她越来越不去想曾经反复的梦魇,她残忍,满手血腥,猩红而癫狂的以人命为乐,而只念着柔软的、如今的戚棠。
不要重蹈覆辙。
要朝前路走去,神挡杀神。
檀如意拎着新鲜鹧鸪来找虞洲的时候,虞洲坐在戚棠身边看她静心养息,神情温柔得不可思议。
鹧鸪还在叫。
檀如意打破了寂静美好的画面:你会做鹧鸪汤吗?
虞洲:
戚棠问:鹧鸪?
檀如意说:可鲜了。
那鸟叫的悲痛欲绝。
戚棠很好奇,同几人一道去破落的小厨房里。

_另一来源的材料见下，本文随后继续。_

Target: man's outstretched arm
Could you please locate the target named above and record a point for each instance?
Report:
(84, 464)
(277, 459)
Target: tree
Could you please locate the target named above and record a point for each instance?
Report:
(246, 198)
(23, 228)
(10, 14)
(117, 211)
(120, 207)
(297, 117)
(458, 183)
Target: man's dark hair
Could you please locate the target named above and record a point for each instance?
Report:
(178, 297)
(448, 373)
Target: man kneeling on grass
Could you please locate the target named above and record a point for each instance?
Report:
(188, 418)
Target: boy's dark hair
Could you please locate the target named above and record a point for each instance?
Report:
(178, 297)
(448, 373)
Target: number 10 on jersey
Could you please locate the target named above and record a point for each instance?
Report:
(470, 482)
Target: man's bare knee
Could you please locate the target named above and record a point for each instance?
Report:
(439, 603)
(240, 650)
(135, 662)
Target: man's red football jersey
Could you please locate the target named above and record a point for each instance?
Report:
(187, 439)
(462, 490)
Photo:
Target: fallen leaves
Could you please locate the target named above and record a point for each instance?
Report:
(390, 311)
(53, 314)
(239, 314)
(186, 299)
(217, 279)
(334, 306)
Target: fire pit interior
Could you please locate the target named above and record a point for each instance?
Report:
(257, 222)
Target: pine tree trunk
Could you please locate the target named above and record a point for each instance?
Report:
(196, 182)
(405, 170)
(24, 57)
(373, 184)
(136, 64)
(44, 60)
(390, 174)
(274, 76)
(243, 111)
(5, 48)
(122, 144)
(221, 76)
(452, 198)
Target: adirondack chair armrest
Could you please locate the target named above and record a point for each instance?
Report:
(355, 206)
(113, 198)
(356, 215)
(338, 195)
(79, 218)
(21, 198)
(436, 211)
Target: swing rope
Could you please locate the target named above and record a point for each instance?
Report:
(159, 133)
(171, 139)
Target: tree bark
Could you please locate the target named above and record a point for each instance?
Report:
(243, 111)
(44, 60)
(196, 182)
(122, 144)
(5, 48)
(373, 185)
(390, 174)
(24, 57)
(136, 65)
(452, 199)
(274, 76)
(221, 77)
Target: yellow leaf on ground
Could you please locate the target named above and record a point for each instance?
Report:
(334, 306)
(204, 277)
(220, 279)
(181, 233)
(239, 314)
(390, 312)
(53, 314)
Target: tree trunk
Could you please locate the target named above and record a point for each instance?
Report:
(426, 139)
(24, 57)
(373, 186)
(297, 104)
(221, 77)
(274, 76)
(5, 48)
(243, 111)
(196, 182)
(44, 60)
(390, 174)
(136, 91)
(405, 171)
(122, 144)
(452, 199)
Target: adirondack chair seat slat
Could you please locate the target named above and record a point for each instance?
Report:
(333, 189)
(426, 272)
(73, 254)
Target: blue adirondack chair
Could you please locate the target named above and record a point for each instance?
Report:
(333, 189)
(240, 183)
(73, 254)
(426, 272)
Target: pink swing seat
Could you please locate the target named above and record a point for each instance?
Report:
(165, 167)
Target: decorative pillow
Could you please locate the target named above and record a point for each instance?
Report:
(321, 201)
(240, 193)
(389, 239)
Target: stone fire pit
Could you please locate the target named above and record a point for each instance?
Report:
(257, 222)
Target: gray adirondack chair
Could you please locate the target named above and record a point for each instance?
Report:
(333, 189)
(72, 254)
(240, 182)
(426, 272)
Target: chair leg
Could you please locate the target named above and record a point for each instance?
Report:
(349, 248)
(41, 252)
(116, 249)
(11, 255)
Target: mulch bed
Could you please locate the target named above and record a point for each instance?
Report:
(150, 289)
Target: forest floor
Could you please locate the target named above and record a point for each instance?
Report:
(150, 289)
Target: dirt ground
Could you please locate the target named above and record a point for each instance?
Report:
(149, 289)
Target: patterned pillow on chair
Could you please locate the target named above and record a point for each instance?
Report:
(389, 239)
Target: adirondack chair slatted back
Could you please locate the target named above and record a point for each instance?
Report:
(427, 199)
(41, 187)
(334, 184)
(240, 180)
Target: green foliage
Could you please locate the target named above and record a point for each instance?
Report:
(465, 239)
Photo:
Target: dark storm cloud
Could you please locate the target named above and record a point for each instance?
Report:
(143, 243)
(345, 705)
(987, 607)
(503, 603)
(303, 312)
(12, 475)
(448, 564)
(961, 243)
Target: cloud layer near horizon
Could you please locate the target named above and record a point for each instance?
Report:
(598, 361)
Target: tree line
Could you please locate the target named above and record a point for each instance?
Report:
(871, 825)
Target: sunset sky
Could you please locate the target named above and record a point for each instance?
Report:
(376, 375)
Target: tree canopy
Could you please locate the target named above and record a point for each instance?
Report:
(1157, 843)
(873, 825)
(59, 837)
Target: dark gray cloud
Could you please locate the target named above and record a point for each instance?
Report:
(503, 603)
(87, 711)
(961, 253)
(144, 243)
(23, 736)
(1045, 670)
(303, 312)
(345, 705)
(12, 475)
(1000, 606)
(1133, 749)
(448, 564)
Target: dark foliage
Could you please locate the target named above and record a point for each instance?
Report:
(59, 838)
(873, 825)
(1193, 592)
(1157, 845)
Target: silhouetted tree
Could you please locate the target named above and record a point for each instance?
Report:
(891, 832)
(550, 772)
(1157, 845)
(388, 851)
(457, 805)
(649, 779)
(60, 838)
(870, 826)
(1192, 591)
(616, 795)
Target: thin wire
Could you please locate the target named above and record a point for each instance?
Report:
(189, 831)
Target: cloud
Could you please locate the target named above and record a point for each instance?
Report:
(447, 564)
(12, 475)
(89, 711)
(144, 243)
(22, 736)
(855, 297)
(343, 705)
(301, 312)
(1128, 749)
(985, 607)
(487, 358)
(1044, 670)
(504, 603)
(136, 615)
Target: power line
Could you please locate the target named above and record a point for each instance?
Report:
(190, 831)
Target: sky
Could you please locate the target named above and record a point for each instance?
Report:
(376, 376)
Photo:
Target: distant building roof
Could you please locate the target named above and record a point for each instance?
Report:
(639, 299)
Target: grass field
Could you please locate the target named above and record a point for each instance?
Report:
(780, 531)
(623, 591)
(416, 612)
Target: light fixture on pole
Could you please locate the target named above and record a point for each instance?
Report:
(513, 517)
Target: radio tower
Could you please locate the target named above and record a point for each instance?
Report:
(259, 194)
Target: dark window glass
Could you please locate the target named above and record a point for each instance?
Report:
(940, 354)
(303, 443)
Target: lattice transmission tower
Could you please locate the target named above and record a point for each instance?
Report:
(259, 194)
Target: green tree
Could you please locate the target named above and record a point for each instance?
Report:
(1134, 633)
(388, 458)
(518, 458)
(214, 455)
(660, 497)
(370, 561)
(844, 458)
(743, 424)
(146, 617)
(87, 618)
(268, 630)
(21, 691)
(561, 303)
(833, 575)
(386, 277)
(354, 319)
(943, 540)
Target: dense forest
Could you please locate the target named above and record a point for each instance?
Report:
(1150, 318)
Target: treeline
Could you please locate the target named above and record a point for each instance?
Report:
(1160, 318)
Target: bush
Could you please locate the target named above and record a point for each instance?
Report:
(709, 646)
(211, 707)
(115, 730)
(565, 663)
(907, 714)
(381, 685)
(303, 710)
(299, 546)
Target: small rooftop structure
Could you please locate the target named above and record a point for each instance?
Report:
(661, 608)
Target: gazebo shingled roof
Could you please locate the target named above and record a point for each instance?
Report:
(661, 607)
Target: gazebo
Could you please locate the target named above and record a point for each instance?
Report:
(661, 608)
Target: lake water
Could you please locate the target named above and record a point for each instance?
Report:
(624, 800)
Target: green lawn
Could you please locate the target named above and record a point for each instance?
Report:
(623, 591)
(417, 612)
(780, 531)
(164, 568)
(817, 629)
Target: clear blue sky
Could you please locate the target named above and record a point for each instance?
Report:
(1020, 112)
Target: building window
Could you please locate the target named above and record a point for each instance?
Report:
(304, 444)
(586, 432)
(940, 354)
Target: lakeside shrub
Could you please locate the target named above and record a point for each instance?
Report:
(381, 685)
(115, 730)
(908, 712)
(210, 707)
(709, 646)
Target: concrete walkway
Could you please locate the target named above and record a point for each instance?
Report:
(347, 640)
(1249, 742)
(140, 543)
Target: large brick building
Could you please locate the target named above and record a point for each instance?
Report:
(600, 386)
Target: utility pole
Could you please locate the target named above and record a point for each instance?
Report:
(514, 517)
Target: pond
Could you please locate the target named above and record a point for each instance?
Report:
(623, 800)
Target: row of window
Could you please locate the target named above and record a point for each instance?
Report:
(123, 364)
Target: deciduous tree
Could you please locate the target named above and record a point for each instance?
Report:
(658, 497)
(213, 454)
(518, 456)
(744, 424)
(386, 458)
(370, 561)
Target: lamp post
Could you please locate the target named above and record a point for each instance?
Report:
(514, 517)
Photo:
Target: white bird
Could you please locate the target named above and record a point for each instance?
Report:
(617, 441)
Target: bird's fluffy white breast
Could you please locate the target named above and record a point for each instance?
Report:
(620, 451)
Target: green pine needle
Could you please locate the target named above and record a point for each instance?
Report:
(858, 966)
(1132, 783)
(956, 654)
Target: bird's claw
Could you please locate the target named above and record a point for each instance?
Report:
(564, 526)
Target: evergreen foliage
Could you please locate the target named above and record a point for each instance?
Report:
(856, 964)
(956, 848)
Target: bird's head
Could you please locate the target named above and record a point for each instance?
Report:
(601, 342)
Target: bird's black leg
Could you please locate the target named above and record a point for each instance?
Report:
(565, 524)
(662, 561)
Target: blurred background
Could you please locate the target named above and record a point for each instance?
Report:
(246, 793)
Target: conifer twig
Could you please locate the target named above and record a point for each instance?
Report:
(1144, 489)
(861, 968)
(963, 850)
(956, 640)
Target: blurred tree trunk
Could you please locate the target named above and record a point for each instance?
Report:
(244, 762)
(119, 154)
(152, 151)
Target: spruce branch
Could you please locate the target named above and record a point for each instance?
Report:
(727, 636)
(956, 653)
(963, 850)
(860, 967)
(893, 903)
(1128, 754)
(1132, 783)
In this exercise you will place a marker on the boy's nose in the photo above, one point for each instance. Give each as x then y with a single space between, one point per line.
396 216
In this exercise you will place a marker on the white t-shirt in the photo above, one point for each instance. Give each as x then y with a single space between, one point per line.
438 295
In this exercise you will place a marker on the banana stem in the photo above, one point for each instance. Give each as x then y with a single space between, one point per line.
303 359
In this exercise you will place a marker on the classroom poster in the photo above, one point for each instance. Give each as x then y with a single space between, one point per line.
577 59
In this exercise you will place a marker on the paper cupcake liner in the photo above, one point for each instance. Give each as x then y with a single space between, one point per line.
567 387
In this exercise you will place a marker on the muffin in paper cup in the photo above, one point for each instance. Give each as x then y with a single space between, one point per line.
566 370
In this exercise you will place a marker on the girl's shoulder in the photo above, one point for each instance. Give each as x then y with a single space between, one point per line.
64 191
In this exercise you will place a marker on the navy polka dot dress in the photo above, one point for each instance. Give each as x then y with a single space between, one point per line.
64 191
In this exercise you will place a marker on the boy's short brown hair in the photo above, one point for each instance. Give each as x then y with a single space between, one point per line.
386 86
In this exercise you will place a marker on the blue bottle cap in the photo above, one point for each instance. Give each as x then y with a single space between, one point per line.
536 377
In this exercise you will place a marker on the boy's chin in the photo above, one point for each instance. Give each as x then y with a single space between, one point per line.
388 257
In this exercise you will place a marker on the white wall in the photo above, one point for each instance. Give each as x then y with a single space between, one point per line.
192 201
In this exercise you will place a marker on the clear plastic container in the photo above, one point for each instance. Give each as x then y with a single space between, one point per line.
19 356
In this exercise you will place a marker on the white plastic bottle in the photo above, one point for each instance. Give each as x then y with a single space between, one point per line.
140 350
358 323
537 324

她坐在院子里的树下。
风一阵簌簌。
她看见了檀廖神出鬼没,不愧是鬼兄。
看来不是非得要宅子存在,檀廖才能出现的。戚棠隐约的猜测被推翻
檀廖说:戚姑娘好。
戚棠道:檀公子好。
她一板一眼,檀廖对她一笑,觉得这姑娘性子怪有趣的。
她们二者坐在树下的圆桌前,看着厨房里两人。
他们闲下来,檀廖开始与戚棠交谈。
檀廖感慨道:你知道吗,虞姑娘幼时,就一定会是所有人中最厉害的那一个。
无论是十挑五,还是二选一。
凛冬时候,下了场大雪,他们才成为互相搏杀的胜利者,从血迹斑斑之中走向活路。
只有她,不止孤身一人。
那具是拖累的尸体,大雪覆盖下的路泥泞又湿滑,走不出大雪,她会同尸体一道僵硬,死在路上。
都是胜利者,沾沾自喜,劝虞洲不要自找死路。
那段路,她走的比谁都濒临死亡。
可她不听,心中认定了,便要做。檀廖道,我知道你与她如今有误会,只她待你一腔诚意总不作假。
戚棠听故事一般,甚至还想找壶茶,这是她不曾知晓的,关于虞洲的往事。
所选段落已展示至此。